O Conselho da União Europeia apresentou no final do ano passado a primeira versão de um projeto para regulação horizontal da Inteligência Artificial.
Com requisitos mínimos, fundada em dois argumentos principais, que considera falhas de mercado no sentido de buscar uma aceitação mais ampla da tecnologia de IA, a falta de transparência para sua aplicação voltada a corporações, sistemas públicos e usuários , a chamada assimetria de informações, e riscos de segurança que essa tecnologia poderia trazer no contexto de seu uso, sendo que tanto pode apresentar efeitos não intencionais, como podem ter fins maliciosos.
Na verdade, a preocupação da Europa está focada nas chamadas aplicações de alto risco da IA, sendo que as empresas sediadas fora da UE estarão sujeitas à regulamentação e valores europeus, quando fornecerem tecnologia de IA para seus cidadãos.
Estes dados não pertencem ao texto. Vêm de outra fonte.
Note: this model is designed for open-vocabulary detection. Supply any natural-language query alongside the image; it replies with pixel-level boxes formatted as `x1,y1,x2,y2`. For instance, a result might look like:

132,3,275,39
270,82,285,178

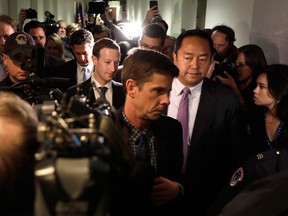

Não se sabe, porém, se a União Europeia terá força para impor um padrão global na regulação da IA, o que poderá definir o futuro dessa tecnologia.
Por derradeiro, cumpre lembrar a relação da proporcionalidade com a fórmula jurídica e política do Estado Democrático de Direito, o qual depende de procedimentos, especialmente os judiciais, para que se dê sua realização, sendo a proporcionalidade de se considerar um desses procedimentos, merecedor de todo destaque.
Isto porque a proporcionalidade encontra íntima relação com a ideia de procedimentalização do Direito, legitimidade do direito pelo procedimento, judicialização do ordenamento jurídico (espaço público para discussão, amplo debate, publicidade, e isonomia) (Luhmann, Habermas, R. Wiethölter e John Rawls).
Neste sentido, pode-se interpretar a falta de fundamentação por parte da crítica à ponderação, no sentido de não ter qualquer vínculo com procedimentos, e não oferecer a dinamicidade necessária para a resolução de conflitos em nossa sociedade altamente especializada e amparada em uma crescente complexidade e majoração frenética da aceleração do tempo.
É antes, muito pelo contrário, ela que permite, em face de tal complexidade aceleração temporal, produzir a necessária escansão temporal para o confronto das diversas posições, assim permitindo atingir a solução que melhor compatibilize os princípios e direitos fundamentais em colisão, sem cancelar nenhum, a título de ponderação, pois todos remetem, em última instância, à dignidade humana.